This news on Billy Mitchell’s dispute over his cartooned image has led me to something about which I didn’t have the opportunity to speak recently, namely parody – one of the greatest among exceptions and limitations, not only because of its relation to humour, but rather because of its recent expansion in some European legislation.
I am, of course, making a reference to those notable amendments that the U.K. finally performed in its copyright legislation, on the 1st of October 2014, the day on which the parody exception was introduced in the national legislation.
I don’t know what parody means to you, but for those who understand its relation to freedom of expression and public interest, parody is one essential puzzle piece that should be found in every legislative structure.
The changes in the U.K. law were a serious opportunity to observe the drawing up process in its evolution and I must admit that observing the developments in the code is far more interesting than actually pursuing some particular regulation’s meaning, especially when the legislative changes are fundamental and public (users) orientated.
“Caricature, parody or pastiche
30A—(1) Fair dealing with a work for the purposes of caricature, parody or pastiche does not infringe copyright in the work.
(2) To the extent that a term of a contract purports to prevent or restrict the doing of any act which, by virtue of this section, would not infringe copyright, that term is unenforceable.
2A.—(1) Fair dealing with a performance or a recording of a performance for the purposes of caricature, parody or pastiche does not infringe the rights conferred by this Chapter in the performance or recording.
(2) To the extent that a term of a contract purports to prevent or restrict the doing of any act which, by virtue of this paragraph, would not infringe any right conferred by this Chapter, that term is unenforceable.
(3) Expressions used in this paragraph have the same meaning as in section 30A.”.
I wrote these articles one year ago, and if you happened to read them, you remember that I clearly said that, regardless of the parody acceptance within the framework of the UK law, the application of this exception will be a matter for the courts to decide, rather than a normative text’s inference.
I know that thinking that a judge will decide what is funny and what is not seems a bit uneasy, but one must accept that the alternative of having a definition on parody is something that must be definitely avoided.
After the legislative changes entered into force in October 2014, the U.K. government issued some guidance documents seeking to explain the recent laws modifications. This document, for example, addresses the issue of exceptions by making some precise explanations for the new content creators. I found them wrong and misleading especially in the context of the Deckmyn v Vandersteen Case, where the European Court of Justice made it clear that:
“The concept of ‘parody’, within the meaning of that provision, is not subject to the conditions that the parody should display an original character of its own, other than that of displaying noticeable differences with respect to the original parodied work; that it could reasonably be attributed to a person other than the author of the original work itself; that it should relate to the original work itself or mention the source of the parodied work.”
European Court of Justice also established the essential requirements of parody as being:
– to evoke an existing work;
– to be noticeably different from it;
– to constitute an expression of humour or mockery.

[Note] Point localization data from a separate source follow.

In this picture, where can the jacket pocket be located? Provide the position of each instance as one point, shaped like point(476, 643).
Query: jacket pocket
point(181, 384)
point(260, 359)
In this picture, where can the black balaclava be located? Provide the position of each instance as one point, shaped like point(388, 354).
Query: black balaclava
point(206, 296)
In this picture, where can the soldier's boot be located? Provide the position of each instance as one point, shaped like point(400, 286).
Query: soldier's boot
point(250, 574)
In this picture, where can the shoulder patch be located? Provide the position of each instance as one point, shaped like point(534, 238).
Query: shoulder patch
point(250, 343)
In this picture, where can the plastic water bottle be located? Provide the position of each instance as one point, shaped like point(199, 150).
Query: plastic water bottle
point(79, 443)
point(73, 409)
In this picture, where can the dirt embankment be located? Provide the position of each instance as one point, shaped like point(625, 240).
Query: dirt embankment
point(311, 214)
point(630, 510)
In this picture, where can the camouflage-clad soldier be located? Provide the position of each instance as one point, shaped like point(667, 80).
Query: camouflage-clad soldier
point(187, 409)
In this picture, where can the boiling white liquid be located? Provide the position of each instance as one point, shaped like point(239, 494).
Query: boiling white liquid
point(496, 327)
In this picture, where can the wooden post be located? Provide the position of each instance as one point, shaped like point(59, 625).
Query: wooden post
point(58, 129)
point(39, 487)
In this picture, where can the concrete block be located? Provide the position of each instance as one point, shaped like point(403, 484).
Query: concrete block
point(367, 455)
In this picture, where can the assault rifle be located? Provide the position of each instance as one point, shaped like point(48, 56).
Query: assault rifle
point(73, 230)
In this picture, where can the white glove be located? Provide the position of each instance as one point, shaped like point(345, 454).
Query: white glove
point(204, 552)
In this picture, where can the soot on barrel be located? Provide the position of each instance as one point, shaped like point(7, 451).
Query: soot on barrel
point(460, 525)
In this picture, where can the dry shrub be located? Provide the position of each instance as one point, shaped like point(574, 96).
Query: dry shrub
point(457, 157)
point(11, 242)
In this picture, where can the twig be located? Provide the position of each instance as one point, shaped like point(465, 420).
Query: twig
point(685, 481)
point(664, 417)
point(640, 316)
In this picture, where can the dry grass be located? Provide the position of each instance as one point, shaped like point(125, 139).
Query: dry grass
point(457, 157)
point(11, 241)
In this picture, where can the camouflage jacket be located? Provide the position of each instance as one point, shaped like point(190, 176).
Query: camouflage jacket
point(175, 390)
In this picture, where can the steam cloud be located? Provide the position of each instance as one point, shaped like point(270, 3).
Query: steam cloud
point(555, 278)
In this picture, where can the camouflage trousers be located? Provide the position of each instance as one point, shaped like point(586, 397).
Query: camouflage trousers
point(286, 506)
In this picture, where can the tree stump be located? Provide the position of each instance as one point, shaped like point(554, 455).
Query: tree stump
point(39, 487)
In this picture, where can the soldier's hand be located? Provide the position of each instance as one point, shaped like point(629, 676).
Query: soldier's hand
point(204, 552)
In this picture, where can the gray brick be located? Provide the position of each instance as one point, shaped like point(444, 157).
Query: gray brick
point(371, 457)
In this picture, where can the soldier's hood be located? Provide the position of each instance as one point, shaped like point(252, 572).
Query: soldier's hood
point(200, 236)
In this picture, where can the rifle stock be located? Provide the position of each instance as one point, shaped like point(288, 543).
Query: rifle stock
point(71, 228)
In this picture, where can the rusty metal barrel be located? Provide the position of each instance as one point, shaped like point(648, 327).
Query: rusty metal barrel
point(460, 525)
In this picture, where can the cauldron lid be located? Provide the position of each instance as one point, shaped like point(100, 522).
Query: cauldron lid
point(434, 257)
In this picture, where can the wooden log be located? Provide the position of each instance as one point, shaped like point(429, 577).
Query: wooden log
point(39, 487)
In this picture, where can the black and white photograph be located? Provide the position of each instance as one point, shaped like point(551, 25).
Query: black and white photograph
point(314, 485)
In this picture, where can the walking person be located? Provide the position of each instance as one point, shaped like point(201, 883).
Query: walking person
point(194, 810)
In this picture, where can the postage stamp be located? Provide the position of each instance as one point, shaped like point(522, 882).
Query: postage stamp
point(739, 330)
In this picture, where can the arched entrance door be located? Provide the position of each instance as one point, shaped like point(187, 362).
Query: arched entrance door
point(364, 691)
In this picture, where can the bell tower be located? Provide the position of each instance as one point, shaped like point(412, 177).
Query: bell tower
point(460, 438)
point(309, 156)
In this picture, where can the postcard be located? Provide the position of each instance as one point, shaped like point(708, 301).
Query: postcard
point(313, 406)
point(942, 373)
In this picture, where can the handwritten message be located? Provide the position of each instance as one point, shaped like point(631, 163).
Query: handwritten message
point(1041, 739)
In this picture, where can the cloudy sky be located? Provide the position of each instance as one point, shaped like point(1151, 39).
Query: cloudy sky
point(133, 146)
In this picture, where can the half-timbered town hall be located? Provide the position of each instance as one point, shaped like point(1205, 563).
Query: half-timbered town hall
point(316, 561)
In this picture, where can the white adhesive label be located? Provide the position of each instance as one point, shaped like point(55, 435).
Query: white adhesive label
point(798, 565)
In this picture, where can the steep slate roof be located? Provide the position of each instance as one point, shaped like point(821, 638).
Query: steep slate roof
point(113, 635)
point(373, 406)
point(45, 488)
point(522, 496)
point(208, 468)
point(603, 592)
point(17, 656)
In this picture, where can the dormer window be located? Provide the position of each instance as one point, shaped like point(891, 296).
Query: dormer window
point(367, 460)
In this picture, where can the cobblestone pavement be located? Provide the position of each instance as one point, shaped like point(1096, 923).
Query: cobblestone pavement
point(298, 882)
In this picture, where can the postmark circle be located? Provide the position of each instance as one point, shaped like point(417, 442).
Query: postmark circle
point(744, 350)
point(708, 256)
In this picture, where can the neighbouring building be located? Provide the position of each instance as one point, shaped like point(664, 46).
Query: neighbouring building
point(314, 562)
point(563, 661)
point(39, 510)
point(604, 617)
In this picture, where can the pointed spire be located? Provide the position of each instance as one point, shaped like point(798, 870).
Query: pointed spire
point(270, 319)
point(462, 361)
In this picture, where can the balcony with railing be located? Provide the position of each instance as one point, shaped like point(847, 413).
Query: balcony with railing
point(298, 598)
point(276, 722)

Instead of that, the U.K. Gov.’s guide emphasizes the quantitative factor, the new authors being advised to make use of small fragments of the work in order to meet the law’s requirements.
“The law is changing to allow people to use limited amounts of another’s material without the owner’s permission. For example: a comedian may use a few lines from a film or song for a parody sketch; a cartoonist may reference a well known artwork or illustration for a caricature; an artist may use small fragments from a range of films to compose a larger pastiche artwork.
For example, it would not be considered “fair” to use an entire musical track on a spoof video”
The negative impact of this information is obvious especially since it has long been accepted that music parodies couldn’t be performed in another way than by taking considerable fragments of the original song. This was stated in the Fisher v. Dees case, a dispute governed by a legislation (US) that has a long history in parody regulation.
„the unavailability of viable alternatives is evident in the present case. Like a speech, a song is difficult to parody without exact or near-exact copying. If the would –be parodist varies the music or meter of the original substantially, it simply will not be recognizable to the general audience.
Of course, the restrictions that the U.K. Government tries to impose are covered by the fair dealing umbrella, but no one tells new creators that the fair dealing is also a matter for the courts to decide, that every case has its particularities and that it’s difficult and even dangerous to draft a definition on something inclined to vary.
It is important to understand, however, that this change in the law only permits use for the purposes of caricature, parody, or pastiche to the extent that it is “fair dealing.” Fair dealing allows you only to make use of a limited, moderate amount of someone else’s work. This legal term is further explained later in this guide.
Bottom line, last year’s changes made by the U.K. are definitely a step forward, but that will remain only a text if its interpretation will distance from the established essence of article 5(3)(k) of Directive 2001/29:
“The application of the exception for parody must strike a fair balance between, on the on hand, the interests and rights referred to in Article 2 and 3 of that directive, and, on the other, the freedom of expression of the user of a protected work who is relying on the exception for parody.”